Dialeurolobus Danzig

Millar, I. M. & Dooley, J. W., 2013, A new species of Dialeurolobus (Hemiptera: Aleyrodidae) from Protea nitida in South Africa, Zootaxa 3694 (2), pp. 178-184: 179-180

publication ID

http://dx.doi.org/10.11646/zootaxa.3694.2.7

publication LSID

lsid:zoobank.org:pub:1FCE5CE1-4E3F-46B5-B7AC-F712D9F56180

persistent identifier

http://treatment.plazi.org/id/03A187D9-FFB7-5E76-FF5A-FB1DE696FEAB

treatment provided by

Plazi

scientific name

Dialeurolobus Danzig
status

 

Dialeurolobus Danzig 

Dialeurolobus Danzig, 1964: 634  . Type species: Dialeurolobus pulcher Danzig, 1964  , by monotypy and original designation.

The genus Dialeurolobus  was described by Danzig (1964) to accommodate a single new species, Dialeurolobus pulcher Danzig  , from the Caucasus region of Russia. Currently, the genus contains three species, namely D. erythrinae (Corbett, 1935)  , D. pulcher Danzig, 1964  and D. rhamni Bink-Moenen, 1992  (Martin & Mound, 2007; Evans, 2007). Aleuromarginatus erythrinae Selvakumaran & David, 1996  , was synonymized with D. erythrinae (Corbett)  by Martin & Mound (2007). Martin et al. (2000) noted that D. rhamni  may prove to be a synonym of D. pulcher  .

Species of Dialeurolobus  occur in the Middle East, India, the eastern Palaearctic region, Korea and Malaysia. They feed on plant species belonging to the Fabaceae  , Lythraceae  , Rhamnaceae  , Rosaceae  and Rutaceae  (Martin et al., 2000; Lee et al., 2005; Evans, 2007; Martin & Mound, 2007; Suh & Hodges, 2008). Little appears to have been published on the biologies of these particular whiteflies. The life cycle of D. rhamni  , on the deciduous plant Rhamnus lycioides  in the Mediterranean area, was studied by Gerling and Ben-Ari (2010). They provided an account of the adaptation of D. rhamni  to the life cycle of its host plant, with regard to the overwintering mode of this insect.

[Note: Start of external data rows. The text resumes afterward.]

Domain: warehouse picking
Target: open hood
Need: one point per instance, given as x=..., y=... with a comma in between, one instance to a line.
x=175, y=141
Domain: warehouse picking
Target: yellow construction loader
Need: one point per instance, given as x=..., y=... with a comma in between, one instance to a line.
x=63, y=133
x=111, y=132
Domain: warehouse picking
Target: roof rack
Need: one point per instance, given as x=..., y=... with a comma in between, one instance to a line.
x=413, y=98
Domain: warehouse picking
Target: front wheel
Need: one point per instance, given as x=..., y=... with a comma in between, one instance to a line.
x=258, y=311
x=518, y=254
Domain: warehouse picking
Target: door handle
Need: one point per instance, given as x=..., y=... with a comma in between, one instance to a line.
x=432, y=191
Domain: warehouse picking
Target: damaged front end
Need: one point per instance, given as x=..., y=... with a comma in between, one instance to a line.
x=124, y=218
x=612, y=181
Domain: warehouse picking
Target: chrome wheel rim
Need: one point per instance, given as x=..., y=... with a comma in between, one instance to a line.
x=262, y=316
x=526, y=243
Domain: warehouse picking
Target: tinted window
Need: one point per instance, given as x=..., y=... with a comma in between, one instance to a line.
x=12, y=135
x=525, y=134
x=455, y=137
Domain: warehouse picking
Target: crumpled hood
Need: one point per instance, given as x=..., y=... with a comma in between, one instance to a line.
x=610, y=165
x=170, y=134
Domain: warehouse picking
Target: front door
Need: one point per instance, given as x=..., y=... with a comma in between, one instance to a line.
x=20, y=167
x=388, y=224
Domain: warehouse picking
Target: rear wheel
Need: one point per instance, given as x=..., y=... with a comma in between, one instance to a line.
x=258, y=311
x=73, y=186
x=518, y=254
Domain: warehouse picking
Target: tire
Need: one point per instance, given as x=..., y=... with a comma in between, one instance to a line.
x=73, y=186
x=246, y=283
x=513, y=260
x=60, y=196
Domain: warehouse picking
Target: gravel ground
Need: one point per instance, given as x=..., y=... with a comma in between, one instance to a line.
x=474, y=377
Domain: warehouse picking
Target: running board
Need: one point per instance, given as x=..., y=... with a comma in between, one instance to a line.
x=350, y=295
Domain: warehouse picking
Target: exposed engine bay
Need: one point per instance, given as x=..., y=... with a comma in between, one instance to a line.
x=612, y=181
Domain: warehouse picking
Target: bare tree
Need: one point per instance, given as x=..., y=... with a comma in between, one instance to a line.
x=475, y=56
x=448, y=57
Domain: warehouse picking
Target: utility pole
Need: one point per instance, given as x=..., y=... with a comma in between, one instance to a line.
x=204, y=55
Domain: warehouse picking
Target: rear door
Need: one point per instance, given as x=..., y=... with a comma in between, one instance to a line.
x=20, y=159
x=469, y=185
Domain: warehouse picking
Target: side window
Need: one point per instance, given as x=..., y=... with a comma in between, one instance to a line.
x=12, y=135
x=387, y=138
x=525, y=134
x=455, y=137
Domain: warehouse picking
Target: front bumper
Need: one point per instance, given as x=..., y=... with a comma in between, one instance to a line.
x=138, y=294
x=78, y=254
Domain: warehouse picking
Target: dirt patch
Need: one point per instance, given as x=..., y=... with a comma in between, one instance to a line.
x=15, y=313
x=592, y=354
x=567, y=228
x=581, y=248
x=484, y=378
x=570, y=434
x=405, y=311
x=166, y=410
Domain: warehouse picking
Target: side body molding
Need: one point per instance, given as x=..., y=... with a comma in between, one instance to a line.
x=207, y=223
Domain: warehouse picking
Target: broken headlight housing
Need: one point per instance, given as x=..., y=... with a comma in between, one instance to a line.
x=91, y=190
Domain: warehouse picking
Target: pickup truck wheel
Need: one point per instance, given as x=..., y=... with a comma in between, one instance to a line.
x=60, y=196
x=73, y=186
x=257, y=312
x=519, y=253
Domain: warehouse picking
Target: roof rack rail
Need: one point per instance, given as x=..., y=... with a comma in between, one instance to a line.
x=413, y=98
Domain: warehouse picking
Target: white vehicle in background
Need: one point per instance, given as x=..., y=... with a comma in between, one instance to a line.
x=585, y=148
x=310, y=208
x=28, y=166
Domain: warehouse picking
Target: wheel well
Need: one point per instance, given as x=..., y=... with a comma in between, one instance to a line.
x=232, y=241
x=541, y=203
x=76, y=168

The genus Dialeurolobus  is not readily definable by a diagnosis to which all its included species conform. In general, the puparia are dark (one species is pale), with a crenate margin, and the transverse moulting sutures may curve strongly forward. Abdominal segment VIII is trilobate, the median length of segment VII is reduced, and there is no submarginal fold or suture around the dorsum. The vasiform orifice is triangular, almost fully occupied by the operculum. First abdominal setae are present or absent, cephalic setae are present and thoracic setae are usually absent. Small combs are usually evident in the thoracic and caudal tracheal areas.

Dialeurolobus  is very similar to Aleurolobus Quaintance & Baker, 1914  , from which it differs by not having a dorsal submarginal suture (Danzig, 1964). Dialeurolobus  , or at least its type species D. pulcher  , also closely resembles Zaphanera Corbett, 1926  , but differs mainly by having a caudal furrow and triangular vasiform orifice (Martin, 1999). The transverse moulting sutures of D. pulcher  and D. rhamni  curve strongly forward, which is a characteristic feature of Zaphanera  . Like Zaphanera  , Dialeurolobus  has a crenate margin, no dorsal sbmarginal fold, and there are general similarities in the chaetotaxy of these two genera.